The 2 percent is from the March 2016 total of $70 million — which is 6.7 percent of each establishment’s gross tax receipt — compared to the $68 million from March 2015, according to a data analysis from the Austin American-Statesman.
With South by Southwest Festival activities, Rodeo Austin, Texas Relays and other big events, March is the busiest month in alcohol sales for many of Austin’s bars and nightlife venues, according to Kevin Lyons, press secretary for the comptroller’s office.
Symon’s Burger Joint, which opened in the new Urban Outfitter’s expansion last November, had its first taste of the sales boom brought on by March festivities, assistant manager Christopher Arias said.
“I would say March was our biggest month for alcohol, bar none,” Arias said.
For this year’s SXSW, Symon’s hosted day-long concerts for four days, noon to 9 p.m., with a total of 32 bands performing over the entire week.
“There was actually no venue or anything going on for SXSW last year, so it was pretty dead. Pretty much all business was centered around downtown and Red River District,” Arias said. “This March, we had humongous sales for alcohol and all sorts of food.”
Many of the city’s highest earning establishments for alcohol sales for March are situated along Sixth Street and in the Red River District, where students and visitors to the city frequent during the festival season.
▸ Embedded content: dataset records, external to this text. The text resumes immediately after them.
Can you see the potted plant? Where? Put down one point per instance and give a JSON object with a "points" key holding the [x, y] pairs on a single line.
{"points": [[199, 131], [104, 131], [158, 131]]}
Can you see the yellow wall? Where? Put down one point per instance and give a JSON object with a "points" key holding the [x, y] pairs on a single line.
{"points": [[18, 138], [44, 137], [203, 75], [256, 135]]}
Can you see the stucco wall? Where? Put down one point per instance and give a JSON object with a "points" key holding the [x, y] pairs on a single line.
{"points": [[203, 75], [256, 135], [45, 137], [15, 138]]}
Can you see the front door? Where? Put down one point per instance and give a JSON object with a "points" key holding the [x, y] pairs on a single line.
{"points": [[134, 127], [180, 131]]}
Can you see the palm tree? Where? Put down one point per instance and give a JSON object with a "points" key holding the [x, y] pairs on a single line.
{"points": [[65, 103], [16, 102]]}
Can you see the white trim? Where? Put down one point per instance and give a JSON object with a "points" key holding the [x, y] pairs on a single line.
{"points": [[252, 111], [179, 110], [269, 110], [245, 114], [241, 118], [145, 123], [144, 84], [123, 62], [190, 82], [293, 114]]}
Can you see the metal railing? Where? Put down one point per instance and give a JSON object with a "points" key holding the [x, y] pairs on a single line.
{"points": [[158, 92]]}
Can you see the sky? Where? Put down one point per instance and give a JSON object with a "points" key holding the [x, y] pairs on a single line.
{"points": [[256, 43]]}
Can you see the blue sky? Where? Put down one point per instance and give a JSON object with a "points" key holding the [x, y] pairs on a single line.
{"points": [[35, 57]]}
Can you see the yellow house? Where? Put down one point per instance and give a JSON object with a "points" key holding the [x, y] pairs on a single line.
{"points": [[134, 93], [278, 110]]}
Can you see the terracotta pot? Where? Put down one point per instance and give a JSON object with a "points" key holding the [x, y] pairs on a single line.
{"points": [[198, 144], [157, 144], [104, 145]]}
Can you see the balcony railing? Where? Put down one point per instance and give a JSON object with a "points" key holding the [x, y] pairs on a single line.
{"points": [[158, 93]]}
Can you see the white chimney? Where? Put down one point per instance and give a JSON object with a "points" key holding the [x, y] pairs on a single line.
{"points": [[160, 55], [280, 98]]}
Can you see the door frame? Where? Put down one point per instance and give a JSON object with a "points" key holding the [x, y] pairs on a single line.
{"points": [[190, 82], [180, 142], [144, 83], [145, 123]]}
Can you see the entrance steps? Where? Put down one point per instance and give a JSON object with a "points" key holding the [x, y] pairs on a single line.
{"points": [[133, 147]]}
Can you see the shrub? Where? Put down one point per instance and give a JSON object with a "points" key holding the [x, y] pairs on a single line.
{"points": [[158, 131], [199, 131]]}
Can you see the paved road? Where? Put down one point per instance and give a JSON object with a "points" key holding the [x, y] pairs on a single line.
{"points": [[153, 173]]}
The top earning establishments for March include the J.W. Marriott hotel, Chupacabra Cantina and Stubb’s Bar-B-Q, according to the comptroller’s office.
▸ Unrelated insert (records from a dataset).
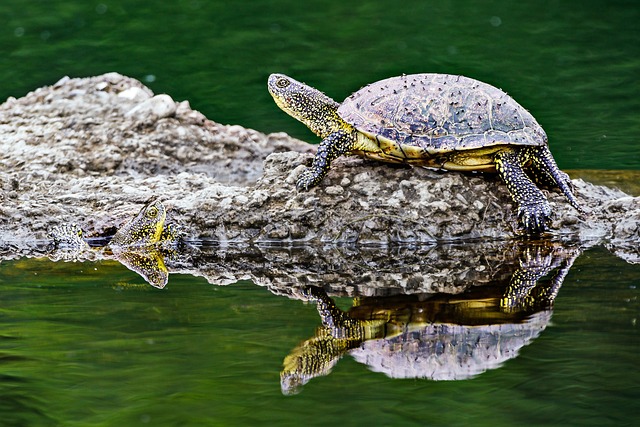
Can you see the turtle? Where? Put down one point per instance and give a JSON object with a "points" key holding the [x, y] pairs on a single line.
{"points": [[147, 228], [442, 121], [139, 244], [440, 336]]}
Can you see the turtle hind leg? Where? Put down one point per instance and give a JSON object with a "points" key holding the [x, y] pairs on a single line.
{"points": [[547, 172], [332, 147], [533, 208]]}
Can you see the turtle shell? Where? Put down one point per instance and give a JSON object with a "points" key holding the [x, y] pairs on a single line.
{"points": [[430, 114]]}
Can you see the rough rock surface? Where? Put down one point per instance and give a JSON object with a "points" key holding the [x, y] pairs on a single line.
{"points": [[92, 150]]}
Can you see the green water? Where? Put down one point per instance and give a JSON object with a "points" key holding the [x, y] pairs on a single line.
{"points": [[92, 344], [574, 65]]}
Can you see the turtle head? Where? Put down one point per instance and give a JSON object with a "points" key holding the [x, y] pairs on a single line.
{"points": [[145, 228], [306, 104]]}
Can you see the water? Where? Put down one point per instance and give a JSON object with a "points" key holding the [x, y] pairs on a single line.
{"points": [[93, 344], [574, 66]]}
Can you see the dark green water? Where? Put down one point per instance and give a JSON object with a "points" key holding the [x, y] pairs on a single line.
{"points": [[574, 65], [91, 344]]}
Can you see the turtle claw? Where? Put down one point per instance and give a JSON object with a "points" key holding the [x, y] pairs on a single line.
{"points": [[535, 217], [306, 180]]}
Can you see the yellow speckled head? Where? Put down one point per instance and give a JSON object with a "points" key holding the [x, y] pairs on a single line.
{"points": [[306, 104], [144, 229]]}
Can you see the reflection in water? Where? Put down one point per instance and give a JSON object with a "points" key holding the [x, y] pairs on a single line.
{"points": [[138, 245], [439, 337], [148, 262]]}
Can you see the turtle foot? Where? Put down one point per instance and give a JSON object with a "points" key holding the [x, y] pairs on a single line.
{"points": [[534, 217], [308, 178]]}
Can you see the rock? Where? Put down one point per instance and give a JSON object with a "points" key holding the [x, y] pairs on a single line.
{"points": [[92, 150]]}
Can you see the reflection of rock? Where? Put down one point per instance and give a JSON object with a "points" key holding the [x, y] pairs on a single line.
{"points": [[440, 337], [138, 245], [91, 150]]}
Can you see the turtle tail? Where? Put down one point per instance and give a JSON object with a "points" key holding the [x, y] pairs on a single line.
{"points": [[546, 165]]}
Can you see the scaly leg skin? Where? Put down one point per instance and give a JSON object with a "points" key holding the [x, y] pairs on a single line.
{"points": [[332, 147], [533, 207], [547, 167]]}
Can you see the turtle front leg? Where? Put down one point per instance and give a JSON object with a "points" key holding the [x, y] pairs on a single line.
{"points": [[332, 147], [533, 207]]}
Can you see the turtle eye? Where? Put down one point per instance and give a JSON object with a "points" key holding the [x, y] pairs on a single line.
{"points": [[282, 83], [152, 212]]}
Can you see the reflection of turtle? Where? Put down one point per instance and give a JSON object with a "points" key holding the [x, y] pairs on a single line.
{"points": [[138, 244], [438, 120], [442, 337]]}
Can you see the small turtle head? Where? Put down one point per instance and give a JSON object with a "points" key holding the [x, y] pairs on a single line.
{"points": [[306, 104], [145, 228]]}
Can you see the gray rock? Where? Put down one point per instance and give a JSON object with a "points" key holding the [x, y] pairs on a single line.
{"points": [[87, 150]]}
In the lead-up to LEVITATION music festival, which is held at the end of April, some bands were unable to perform at the concert because of a cancellation at the last minute and instead ended up performing at Symon’s, providing the burger joint with a huge boom in business and sales, Arias said.
“We did about 300 to 400 times better what we do per day for alcohol sales just for that concert,” Arias said.
Radio-television-film senior Dana Summers said she went out to two bars along Sixth Street during SXSW, where the street was unusually packed with festival goers even while the sun was out.
“It was really busy, even in the daytime,” Summers said. “Normally Sixth Street is a lot more calm.”
The total in alcohol sales stems from two different taxes, one from the gross receipts tax from establishments and one from the mixed beverage sales tax imposed on the sale or service of alcoholic beverages from consumers, which is unavailable data for the public, Lyons said.
In January 2014, the State Comptroller’s Office changed its tax structure from where establishments are charged 14 percent to 6.7 percent of their gross receipts, Lyons said.
“The consumer who’s buying the liquor, nothing changed for them,” Lyons said.